O Vadoberto sempre teve um problema com o peso. Desde cedo, a família italiana acostumou-se a deixar sua barriga sempre cheia, fosse do que fosse. “Criança gordinha é sinal de saúde”, repetia a avó, horrorizada sempre com os amiguinhos magrinhos “esqueléticos, um horror!” do neto.

Chegou na pré-adolescência já com peso de adulto.

Na juventude toda, foi ouvindo de todos (menos da avó) o quanto estava errada sua alimentação.

“Você vai comer isso?”

“Você vai comer tudo isso?”

“Você vai comer tudo isso de novo?”

“Esse daí, se pudesse se prendia à geladeira para não ter que sair do lugar nunca mais.”

“Você só vai comer isso?” (essa última da Nona).

E decidiu fazer regime ao sair do colegial, influenciado tanto pelo mundo da publicidade que estampavam corpos esbeltos, quanto pela própria vontade de ganhar mais confiança.

Foi quando descobriu que os observadores tinham olhos também para as eventuais falhas de seu cardápio.

“Você só vai comer isso?”

“Você não vai comer mais nada?”

“Ai, você anda tão neurótico com a comida...”

“Esse daí, agora é rato de academia, só quer saber de exercícios em vez de viver a vida.”

“E eu que me matei no forno o dia todo!” (novamente da Nona).

Mas o Vadão (pois, apesar deter só um metro e sessenta, tinha o tamanho de um gigante na medição lateral e só era chamado no aumentativo), não se incomodava ainda. Nem quando percebeu que não se respeita um ex-gordinho, pois enxugara mais de trinta quilos.

“Ai, não vai comer o bolo do meu aniversário? Que desfeita! Vai me dar azar...”

“Não vai à nossa pizzada de sexta-feira?”

“Não vai experimentar esse empadão de bacon com provolone?”

“Não vai ao nosso coquetel?”

“O que que eu fiz para merecer um parente assim?” (a Nona).

E obviamente que o jovem ia cedendo, aos poucos. Começou com uma fatia da torta de queijo da Nona (para seu total deleite). Depois, uma lingüicinha não fazia mal a ninguém, não é verdade? E, ai, que dia quente, um sorvete é só para refrescar, nem pode ser classificado como alimento, entra na categoria de reclimatizador de ambiente. O ambiente estomacal, claro.

E o Vadão foi enchendo de novo, recebendo nova dose de comentários absolutamente construtivos quanto aos seus hábitos.

“Ih, ele não tem a menor força de vontade...”

“É um largado mesmo, não liga para o próprio corpo.”

“E eu que apoiei tanto o regime dele!” (sim, a Nona).

Resolveu estudar antropologia para tentar compreender porque nos grupos a que pertencia os indivíduos se ocupavam tanto em apontar os defeitos individuais de cada um em vez de trabalharem nos próprios.

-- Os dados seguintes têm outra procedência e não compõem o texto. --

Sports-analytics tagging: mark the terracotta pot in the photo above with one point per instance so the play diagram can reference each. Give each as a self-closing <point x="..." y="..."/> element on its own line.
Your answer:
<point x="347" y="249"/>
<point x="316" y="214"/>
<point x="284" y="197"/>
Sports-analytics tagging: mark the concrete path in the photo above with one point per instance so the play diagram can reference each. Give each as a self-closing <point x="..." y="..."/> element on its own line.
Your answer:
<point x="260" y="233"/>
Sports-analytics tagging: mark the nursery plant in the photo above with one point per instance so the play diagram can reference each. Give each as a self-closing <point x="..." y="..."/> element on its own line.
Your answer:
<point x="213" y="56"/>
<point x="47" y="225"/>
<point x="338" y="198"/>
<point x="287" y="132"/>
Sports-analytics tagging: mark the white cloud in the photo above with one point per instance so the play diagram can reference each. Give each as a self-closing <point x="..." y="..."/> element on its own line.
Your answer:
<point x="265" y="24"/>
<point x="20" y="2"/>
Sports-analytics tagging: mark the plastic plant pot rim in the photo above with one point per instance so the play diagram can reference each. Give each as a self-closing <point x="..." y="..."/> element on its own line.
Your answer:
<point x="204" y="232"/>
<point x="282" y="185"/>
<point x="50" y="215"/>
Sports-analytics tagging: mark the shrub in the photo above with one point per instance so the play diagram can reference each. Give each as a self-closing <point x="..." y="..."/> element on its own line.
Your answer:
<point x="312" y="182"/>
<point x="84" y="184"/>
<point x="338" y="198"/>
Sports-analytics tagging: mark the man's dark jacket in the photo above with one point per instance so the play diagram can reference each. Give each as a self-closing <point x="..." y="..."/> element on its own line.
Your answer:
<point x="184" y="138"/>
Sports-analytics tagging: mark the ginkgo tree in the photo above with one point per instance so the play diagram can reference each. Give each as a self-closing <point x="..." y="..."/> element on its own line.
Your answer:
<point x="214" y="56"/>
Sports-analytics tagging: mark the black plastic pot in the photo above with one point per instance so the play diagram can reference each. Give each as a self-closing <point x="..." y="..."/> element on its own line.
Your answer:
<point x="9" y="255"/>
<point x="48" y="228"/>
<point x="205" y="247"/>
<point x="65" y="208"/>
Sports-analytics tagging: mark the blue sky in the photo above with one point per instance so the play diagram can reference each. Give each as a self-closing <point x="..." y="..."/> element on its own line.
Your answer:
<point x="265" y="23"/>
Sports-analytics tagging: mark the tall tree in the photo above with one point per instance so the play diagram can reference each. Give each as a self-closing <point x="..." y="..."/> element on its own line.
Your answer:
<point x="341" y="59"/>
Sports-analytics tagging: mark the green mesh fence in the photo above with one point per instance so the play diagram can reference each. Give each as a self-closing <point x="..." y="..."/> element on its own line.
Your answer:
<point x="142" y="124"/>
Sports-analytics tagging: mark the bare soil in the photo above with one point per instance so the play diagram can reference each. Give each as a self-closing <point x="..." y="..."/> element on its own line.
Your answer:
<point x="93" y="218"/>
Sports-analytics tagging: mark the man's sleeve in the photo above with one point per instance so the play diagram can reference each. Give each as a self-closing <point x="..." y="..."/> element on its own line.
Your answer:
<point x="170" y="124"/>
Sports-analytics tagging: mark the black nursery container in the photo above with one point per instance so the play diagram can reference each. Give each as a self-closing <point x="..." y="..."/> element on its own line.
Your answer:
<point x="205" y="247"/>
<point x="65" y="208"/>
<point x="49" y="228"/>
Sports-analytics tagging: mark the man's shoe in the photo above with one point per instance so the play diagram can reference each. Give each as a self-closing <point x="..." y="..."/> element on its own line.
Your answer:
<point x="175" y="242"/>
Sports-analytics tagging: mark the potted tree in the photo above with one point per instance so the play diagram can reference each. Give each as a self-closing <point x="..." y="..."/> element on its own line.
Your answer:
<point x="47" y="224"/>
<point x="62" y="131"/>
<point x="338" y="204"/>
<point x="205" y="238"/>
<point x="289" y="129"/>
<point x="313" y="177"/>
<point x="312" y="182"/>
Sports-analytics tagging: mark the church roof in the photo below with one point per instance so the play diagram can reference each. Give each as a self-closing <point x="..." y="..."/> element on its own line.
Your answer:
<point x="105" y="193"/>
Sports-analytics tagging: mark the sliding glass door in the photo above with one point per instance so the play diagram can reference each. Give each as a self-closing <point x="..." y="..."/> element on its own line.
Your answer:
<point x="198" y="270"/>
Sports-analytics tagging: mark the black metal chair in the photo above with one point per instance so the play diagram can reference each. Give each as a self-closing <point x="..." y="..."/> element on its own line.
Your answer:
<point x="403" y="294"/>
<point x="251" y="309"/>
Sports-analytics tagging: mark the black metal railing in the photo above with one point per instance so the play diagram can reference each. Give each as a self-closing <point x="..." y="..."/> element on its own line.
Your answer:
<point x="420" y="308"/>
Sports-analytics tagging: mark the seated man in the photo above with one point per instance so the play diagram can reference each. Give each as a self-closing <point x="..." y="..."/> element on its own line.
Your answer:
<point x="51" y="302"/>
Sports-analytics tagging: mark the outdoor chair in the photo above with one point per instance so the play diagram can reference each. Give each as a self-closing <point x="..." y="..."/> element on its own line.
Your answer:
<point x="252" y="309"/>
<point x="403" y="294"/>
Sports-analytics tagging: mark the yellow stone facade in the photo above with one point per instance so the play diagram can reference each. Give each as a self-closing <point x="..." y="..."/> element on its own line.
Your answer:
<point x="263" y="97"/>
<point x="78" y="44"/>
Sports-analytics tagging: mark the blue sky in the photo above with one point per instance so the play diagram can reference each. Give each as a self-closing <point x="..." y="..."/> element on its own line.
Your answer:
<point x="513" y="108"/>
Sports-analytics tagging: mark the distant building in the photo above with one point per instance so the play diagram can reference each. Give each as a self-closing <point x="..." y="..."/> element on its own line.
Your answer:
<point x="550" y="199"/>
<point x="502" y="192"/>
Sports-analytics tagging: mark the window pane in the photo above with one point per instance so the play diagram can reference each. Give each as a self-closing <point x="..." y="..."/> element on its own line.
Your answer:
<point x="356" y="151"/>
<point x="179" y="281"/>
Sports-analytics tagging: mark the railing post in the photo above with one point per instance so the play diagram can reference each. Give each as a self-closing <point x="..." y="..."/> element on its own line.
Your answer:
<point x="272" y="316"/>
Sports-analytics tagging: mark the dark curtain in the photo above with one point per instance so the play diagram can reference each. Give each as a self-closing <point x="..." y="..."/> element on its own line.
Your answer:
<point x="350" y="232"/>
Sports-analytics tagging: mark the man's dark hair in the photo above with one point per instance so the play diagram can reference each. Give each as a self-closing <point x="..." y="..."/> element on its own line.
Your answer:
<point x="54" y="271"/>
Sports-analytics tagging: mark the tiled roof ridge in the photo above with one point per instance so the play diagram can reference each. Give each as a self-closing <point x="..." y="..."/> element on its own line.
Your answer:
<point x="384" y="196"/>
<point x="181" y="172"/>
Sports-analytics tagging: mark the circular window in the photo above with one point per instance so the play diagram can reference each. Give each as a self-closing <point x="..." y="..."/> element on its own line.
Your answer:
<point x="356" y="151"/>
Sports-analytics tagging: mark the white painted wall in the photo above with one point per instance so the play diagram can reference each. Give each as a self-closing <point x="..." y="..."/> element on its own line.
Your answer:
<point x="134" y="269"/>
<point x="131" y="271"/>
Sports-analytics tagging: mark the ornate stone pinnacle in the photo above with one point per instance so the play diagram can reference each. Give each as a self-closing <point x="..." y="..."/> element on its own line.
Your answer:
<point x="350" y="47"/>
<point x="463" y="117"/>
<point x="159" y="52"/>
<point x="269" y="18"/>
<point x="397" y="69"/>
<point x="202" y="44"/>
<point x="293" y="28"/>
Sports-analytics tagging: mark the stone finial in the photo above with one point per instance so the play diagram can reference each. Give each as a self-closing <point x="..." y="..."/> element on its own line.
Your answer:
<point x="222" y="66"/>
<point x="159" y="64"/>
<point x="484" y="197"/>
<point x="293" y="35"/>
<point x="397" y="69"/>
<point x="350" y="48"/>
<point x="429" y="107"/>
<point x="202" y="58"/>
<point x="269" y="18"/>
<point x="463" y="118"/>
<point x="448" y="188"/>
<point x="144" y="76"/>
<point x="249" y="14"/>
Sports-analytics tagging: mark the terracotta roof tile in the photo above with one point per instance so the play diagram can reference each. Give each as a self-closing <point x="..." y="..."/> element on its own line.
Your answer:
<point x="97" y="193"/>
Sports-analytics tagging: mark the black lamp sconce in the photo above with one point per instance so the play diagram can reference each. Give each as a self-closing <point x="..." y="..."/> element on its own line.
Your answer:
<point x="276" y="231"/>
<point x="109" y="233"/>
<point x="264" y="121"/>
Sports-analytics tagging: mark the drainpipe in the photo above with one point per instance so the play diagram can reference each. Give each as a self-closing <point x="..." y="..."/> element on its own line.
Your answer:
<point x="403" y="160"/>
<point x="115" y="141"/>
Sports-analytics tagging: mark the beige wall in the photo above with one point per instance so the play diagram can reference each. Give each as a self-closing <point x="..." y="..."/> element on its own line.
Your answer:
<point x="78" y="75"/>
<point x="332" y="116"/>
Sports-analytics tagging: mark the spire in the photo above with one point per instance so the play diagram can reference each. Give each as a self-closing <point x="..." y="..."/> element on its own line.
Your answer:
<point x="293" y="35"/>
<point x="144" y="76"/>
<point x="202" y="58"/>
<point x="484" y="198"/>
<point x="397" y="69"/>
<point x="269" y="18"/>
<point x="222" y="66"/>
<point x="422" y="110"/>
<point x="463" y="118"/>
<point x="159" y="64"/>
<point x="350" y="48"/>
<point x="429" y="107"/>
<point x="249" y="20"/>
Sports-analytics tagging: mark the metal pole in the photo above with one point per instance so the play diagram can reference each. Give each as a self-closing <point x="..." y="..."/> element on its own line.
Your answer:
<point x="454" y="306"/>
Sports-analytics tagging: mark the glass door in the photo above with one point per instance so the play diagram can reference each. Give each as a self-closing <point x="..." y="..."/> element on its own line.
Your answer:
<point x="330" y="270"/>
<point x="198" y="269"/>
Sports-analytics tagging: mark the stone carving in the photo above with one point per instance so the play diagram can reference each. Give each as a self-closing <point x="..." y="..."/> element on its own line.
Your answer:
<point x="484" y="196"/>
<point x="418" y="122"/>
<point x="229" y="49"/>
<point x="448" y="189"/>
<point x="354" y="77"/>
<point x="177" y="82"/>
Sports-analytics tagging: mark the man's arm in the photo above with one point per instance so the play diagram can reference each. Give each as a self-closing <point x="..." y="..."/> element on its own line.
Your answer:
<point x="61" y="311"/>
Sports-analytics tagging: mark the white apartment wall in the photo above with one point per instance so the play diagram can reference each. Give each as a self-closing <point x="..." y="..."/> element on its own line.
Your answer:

Teve relativo sucesso em suas teses e trabalhos e ganhou da universidade uma viagem para estudar, durante um ano, as tribos indígenas do Norte do país.

Nessas andanças, chegou à tribo dos Makrarema. Os makraremas eram conhecidos por seu tipo físico esguio, o que os prejudicava nos conflitos com outras tribos. Não que fossem de muita luta, mas eram constantemente ridicularizados por não terem o físico imponente.

Imaginem como foi a recepção ao Vadão quando o viram. Os nativos apontavam e diziam ‘pororoco’, que significava “forte como um bisão”, ou “aquele que não dispensa a gemada”.

Surpreso por finalmente estar num ambiente no qual seu sobrepeso era motivo não de chacota, mas de admiração, Vadoberto decidiu ficar mais um pouco. Estudar mais a fundo aquela gente tão diferente.

Não demorou para que a proposta viesse. Os makrarema solicitaram o que, na visão deles, seria um ‘upgrade’ genético. E foi assim que Vadão tornou-se reprodutor oficial da tribo.

Estava feliz da vida e decidido a ficar ali para sempre. Não precisava fazer nada, sequer entendia o que estavam dizendo. Aos poucos percebia olhares diferentes, mas não estava ligando.

Acontece que a vida longe dos alimentos industrializados, do açúcar refinado (e principalmente dos hábitos da Nona), somado à prática sexual freqüente, conseguiu o êxito que anos de terapia, dieta dos pontos e outras tantas tentativas jamais haviam alcançado.

Vadão estava finalmente (e definitivamente) magro.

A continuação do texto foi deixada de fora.